A girl with obesity and other characteristic signs of Alström syndrome was found to have two very unusual mutations in the ALMS1 gene, both largely unreported in this disease, according to a case study.
Its researchers suggest their findings support genetic testing to help diagnose Alström syndrome and other rare diseases with gradually emerging symptoms.
The study, “Whole exome sequencing identified two homozygous ALMS1 mutations in an Iranian family with Alström syndrome,” was published in the journal Gene.
Alström syndrome is a recessive genetic disease, meaning a person must inherit two altered copies (a homozygous mutation) of the ALMS1 gene, one from the mother and one from the father. It is extremely rare, with a prevalence of less than 1 to 10 per million in the general population.
Added to its slow clinical onset, Alström syndrome’s rareness makes a correct diagnosis particularly challenging.
DNA sequencing techniques can be helpful. Examples include an approach called Sanger sequencing and whole exome sequencing (WES), a technique that analyzes small DNA bits (exons) that contain information to make proteins.
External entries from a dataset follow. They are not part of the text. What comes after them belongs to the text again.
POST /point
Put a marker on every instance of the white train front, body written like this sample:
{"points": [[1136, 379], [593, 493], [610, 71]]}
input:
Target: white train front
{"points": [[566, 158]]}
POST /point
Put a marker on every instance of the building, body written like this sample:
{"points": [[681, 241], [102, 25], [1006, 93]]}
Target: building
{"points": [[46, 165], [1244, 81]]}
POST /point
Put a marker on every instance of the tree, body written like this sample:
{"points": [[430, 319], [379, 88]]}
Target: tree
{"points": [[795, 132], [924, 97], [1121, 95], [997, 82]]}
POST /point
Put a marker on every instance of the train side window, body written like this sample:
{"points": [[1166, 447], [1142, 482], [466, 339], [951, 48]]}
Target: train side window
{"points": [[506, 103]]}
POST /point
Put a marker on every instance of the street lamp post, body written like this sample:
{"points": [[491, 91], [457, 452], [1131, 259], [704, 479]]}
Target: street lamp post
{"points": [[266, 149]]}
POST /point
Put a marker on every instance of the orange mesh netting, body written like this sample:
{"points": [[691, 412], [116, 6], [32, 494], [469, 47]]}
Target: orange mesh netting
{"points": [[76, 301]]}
Researchers in Iran described the case of a 12-year old girl, whose parents were cousins. She showed progressive loss of visual acuity and vision problems that included nystagmus (repetitive and uncontrolled eye movements), photophobia (discomfort or pain in the eyes due to light), and cone dystrophy, a group of disorders that affect the cone cells (responsible for color and fine detail) of the retina.
Hyperphagia (excessive eating) and considerable weight gain began in her first year of life, and led to obesity by age 4. At age 12, her weight was 68.3 kg (about 150 lbs.) and her body mass index was 29.5 kg/m2, which fell within the overweight/obese range.
The girl had other complications suggestive of Alström syndrome, including type 2 diabetes, insulin resistance, hearing loss, cardiomyopathy (heart muscle disease), progressive kidney failure, and acanthosis nigricans (a skin condition characterized by areas of dark, velvety discoloration).
Unlike previously reported cases of Alström syndrome, she did not show any signs of epilepsy, liver disease, or problems with cognition.
Using both WES and Sanger sequencing, researchers found two homozygous mutations in the ALMS1 gene. Both mutations — p.(Ser2421Ile) and p.(Glu2435Valfs*7) — are extremely rare in the Iranian population, they wrote.
The girl’s parents had mutations in one ALMS1 copy (heterozygous), and were clinically normal.
Computational modeling revealed that the p.(Ser2421Ile) mutation was within a conserved gene region, meaning that it is identical across different species. This is a missense mutation that changes the amino acid sequence of the ALMS1 protein.
The p.(Glu2435Valfs*7) mutation either impairs production of the ALMS1 protein or disrupts its function by lacking two conserved regions.
“In conclusion, by using WES, we identified two homozygous mutations … in a child from a consanguineous marriage,” the researchers wrote.
“It should be reminded that WES is very useful in the accurate and early diagnosis of diseases with gradually emerging symptoms such as AS [Alström syndrome], and this is very important for the effective clinical management of patients,” they added.